In particolare quest'ultimo fattore diventa prioritario nella produzione poetica in lingua d'oc, che si sviluppa nella Francia meridionale fra XII e XIII secolo.
La letteratura provenzale
Più importante, però, per la nostra storia letteraria, è l'influsso esercitato in Italia dalla letteratura provenzale (o "occitanica", perché in lingua d'oc) in quanto esso condizionò notevolmente la più importante delle nostre prime attività letterarie, quella della "scuola siciliana".
Si
tratta di un'abbondante produzione di liriche che svolgono di preferenza il tema
dell'amore. Non però di un amore sincero, genuino e perciò sempre nuovo
da lirica a lirica, ma di un amore stilizzato entro forme convenzionali
costantemente seguite dai rimatori. Di solito il poeta ama una nobile madonna,
una castellana, d'un amore spesso proibito, e a lei fa omaggio d'ogni sua
volontà, dichiarandosene fedelissimo servitore.

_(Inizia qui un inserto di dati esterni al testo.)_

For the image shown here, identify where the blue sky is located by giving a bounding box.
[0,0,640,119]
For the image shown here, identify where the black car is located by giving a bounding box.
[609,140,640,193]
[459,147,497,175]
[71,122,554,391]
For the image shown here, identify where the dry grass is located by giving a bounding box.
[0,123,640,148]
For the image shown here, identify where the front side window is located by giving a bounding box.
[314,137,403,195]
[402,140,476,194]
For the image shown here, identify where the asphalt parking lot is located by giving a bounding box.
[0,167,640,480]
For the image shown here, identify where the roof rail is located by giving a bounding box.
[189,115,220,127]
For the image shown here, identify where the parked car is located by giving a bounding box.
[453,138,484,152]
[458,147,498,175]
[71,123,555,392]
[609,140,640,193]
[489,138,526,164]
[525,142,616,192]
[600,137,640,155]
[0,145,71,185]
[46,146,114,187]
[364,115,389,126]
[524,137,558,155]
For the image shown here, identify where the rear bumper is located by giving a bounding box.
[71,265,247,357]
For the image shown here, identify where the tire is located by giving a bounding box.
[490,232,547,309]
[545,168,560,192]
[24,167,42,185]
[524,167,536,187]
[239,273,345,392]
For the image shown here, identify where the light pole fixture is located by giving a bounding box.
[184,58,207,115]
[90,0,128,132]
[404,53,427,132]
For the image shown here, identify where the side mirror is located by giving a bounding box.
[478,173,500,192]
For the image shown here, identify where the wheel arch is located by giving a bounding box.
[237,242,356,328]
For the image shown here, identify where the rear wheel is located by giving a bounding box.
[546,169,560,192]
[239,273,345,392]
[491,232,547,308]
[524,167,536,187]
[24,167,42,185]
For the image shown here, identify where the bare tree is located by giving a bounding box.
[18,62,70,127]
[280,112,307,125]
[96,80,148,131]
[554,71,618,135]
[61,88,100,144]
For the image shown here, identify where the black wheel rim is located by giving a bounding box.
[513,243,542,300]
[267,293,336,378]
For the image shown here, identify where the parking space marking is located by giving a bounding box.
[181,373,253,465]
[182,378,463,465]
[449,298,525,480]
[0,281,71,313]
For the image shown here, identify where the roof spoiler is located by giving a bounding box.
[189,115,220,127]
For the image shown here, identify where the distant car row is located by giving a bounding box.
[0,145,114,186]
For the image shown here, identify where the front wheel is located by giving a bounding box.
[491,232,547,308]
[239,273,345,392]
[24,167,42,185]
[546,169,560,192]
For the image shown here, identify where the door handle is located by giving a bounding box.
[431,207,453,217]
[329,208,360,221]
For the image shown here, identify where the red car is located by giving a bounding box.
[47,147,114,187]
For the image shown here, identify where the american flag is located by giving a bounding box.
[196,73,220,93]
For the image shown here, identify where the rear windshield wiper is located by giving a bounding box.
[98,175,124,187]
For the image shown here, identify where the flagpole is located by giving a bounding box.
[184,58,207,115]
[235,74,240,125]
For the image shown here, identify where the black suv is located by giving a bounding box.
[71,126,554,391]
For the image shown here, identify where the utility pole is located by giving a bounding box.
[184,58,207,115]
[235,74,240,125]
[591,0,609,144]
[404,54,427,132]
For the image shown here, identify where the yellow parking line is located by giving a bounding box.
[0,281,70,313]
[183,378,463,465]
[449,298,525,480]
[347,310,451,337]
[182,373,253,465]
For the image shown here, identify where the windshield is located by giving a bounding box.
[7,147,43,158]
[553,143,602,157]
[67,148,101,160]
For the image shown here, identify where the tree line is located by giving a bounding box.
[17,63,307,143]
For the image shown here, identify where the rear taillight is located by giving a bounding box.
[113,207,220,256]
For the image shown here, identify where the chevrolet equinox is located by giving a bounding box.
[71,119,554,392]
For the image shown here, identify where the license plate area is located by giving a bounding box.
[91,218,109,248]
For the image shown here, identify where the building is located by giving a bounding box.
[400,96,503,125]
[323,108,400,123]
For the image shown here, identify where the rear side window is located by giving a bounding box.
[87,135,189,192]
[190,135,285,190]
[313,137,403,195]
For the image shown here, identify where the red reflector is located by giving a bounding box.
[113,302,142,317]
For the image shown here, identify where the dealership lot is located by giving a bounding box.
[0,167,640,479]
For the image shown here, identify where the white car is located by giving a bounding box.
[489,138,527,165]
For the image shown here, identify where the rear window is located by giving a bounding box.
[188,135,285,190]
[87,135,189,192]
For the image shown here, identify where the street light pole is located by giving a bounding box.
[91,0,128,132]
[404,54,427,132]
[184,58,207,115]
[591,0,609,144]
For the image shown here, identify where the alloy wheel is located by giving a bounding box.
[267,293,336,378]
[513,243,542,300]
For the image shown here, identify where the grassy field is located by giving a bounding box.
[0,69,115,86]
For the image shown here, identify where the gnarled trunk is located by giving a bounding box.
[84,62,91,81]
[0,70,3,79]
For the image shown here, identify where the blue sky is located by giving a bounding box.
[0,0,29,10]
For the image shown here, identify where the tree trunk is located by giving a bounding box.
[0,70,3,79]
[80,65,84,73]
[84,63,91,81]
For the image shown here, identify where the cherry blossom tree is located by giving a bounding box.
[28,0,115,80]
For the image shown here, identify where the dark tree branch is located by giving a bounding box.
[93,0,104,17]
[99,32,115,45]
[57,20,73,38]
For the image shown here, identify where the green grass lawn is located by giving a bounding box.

A livello stilistico e lessicale si tratta di poesie di altissima dignità
letteraria.
Autori di queste liriche (o "rime") erano i signori nobili e dotti della Provenza (Guglielmo IX d'Aquitania, Jaufrè Rudel, Bernardo di Ventadorn, Bertrando di Born, Arnaut Daniel, e altri), i cosiddetti trovatori, che componevano generalmente anche la musica di accompagnamento ed affidavano poi ai giullari il compito di cantare i loro componimenti di corte in corte e di piazza in piazza. Costoro, poi, non di rado erano essi stessi dei rimatori (come il celebre Marcabruno).
I Provenzali gareggiarono tra loro nello stile e non già nella autenticità dei contenuti, il che spiega quella opacità, se non proprio oscurità, così frequente nei loro versi, dovuta all'eccessivo, esasperato lavoro di cesello che avrebbe dovuto impreziosire il canto.

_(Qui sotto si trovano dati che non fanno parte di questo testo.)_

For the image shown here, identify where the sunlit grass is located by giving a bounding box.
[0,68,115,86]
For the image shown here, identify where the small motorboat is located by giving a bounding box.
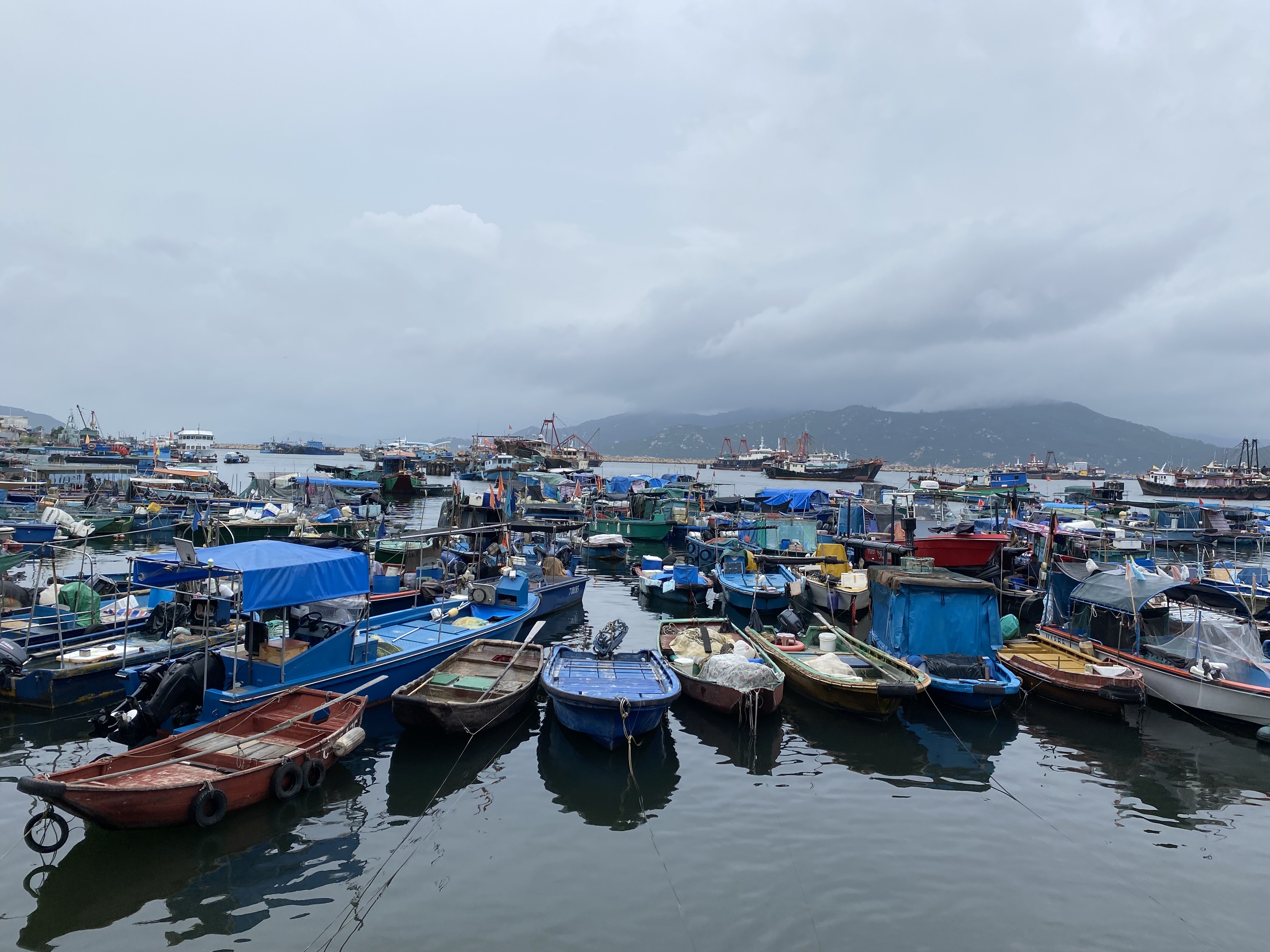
[997,635,1147,715]
[634,556,710,605]
[578,532,631,558]
[542,621,681,750]
[715,566,803,613]
[657,618,785,715]
[18,685,367,853]
[747,613,931,717]
[869,566,1021,711]
[392,635,544,734]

Fra i generi prediletti dalla poesia provenzale troviamo la canzone, la sestina, il sirventese, il compianto, la tenzone. Due furono gli stili:
- trobar clus, stile elaboratissimo, artificioso e oscuro;
- trobar leu, stile dolce e piano, limpido e facile.

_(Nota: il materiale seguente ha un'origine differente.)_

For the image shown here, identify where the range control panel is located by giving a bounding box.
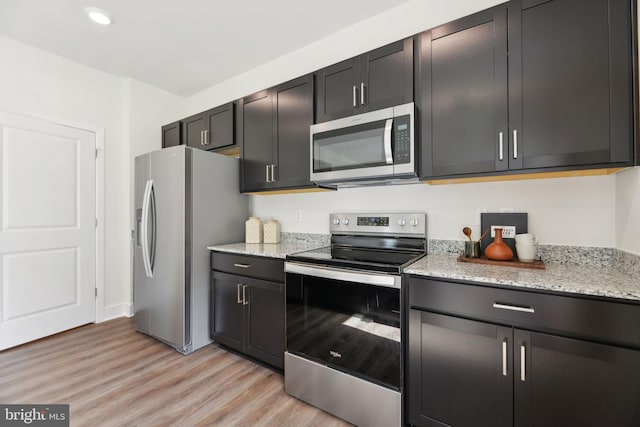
[329,212,427,238]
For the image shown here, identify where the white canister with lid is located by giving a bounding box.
[264,218,280,243]
[244,216,262,243]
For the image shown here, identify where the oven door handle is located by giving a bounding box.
[284,262,402,289]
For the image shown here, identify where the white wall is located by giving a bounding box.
[0,37,129,315]
[616,167,640,255]
[186,0,616,251]
[253,176,615,247]
[186,0,503,115]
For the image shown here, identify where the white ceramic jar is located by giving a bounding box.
[244,216,262,243]
[264,218,280,243]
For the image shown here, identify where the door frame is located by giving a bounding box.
[0,105,107,323]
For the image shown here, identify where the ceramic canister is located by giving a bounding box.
[244,216,262,243]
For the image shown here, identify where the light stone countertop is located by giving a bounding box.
[404,255,640,302]
[207,242,324,259]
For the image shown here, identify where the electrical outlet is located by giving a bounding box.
[491,225,516,239]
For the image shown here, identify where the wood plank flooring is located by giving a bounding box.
[0,318,349,427]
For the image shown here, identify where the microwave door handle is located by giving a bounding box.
[384,119,393,165]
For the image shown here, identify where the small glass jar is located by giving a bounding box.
[264,218,280,243]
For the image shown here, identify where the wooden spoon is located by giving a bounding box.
[462,227,473,242]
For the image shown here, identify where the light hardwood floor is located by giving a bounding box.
[0,318,349,427]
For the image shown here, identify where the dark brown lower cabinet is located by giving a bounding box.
[210,271,285,370]
[405,279,640,427]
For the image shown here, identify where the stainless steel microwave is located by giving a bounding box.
[310,103,417,185]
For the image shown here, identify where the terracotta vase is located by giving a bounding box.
[484,228,513,261]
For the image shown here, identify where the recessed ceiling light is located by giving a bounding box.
[84,7,113,25]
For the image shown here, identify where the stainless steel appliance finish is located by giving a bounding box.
[285,213,426,426]
[310,103,417,186]
[133,145,248,354]
[284,352,402,427]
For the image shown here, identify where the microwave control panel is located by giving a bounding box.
[393,115,411,165]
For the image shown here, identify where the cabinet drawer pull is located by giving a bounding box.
[242,285,249,305]
[502,338,507,377]
[493,302,536,313]
[520,344,527,382]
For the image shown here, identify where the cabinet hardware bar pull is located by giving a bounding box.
[520,344,527,382]
[493,302,536,313]
[502,338,507,377]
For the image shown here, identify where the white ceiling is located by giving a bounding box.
[0,0,408,96]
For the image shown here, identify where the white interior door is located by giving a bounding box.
[0,112,96,350]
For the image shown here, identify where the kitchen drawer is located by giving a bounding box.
[409,276,640,348]
[211,252,284,283]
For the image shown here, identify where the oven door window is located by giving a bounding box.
[313,120,393,172]
[286,273,400,390]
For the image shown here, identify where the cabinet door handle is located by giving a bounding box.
[520,344,527,382]
[493,302,536,313]
[502,338,507,377]
[242,285,249,305]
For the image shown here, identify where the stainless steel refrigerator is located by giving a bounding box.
[133,145,249,354]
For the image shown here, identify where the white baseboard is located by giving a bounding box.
[102,303,133,322]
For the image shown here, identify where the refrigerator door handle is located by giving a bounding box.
[140,179,153,278]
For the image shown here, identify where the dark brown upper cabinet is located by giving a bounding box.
[238,74,314,192]
[416,0,635,179]
[162,120,182,148]
[182,102,235,150]
[316,38,413,123]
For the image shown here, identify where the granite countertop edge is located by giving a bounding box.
[404,255,640,303]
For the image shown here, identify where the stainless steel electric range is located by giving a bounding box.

Quando con la crociata contro gli Albigesi (o Càtari) del 1209, voluta dal papa Innocenzo III, la Provenza cadde sotto il dominio della Francia settentrionale e i suoi signori furono costretti a rifugiarsi all'estero, molti di essi vennero in Italia, accolti alle corti dei nostri nobili nell'Italia settentrionale, e qui continuarono la loro attività letteraria. Ciò spiega la fortuna che ebbe da noi la lirica provenzale e il sorgere in Italia di numerosi poeti che imitarono i trovatori d'oltralpe, che anzi con essi gareggiarono, adottando gli stessi temi, lo stesso stile e talvolta la stessa lingua d'oc.
Tra i nostri rimatori provenzaleggianti ci limitiamo a segnalare Lanfranco Cigala e Sordello di Goito, che Dante ci presenta nel sesto canto del Purgatorio.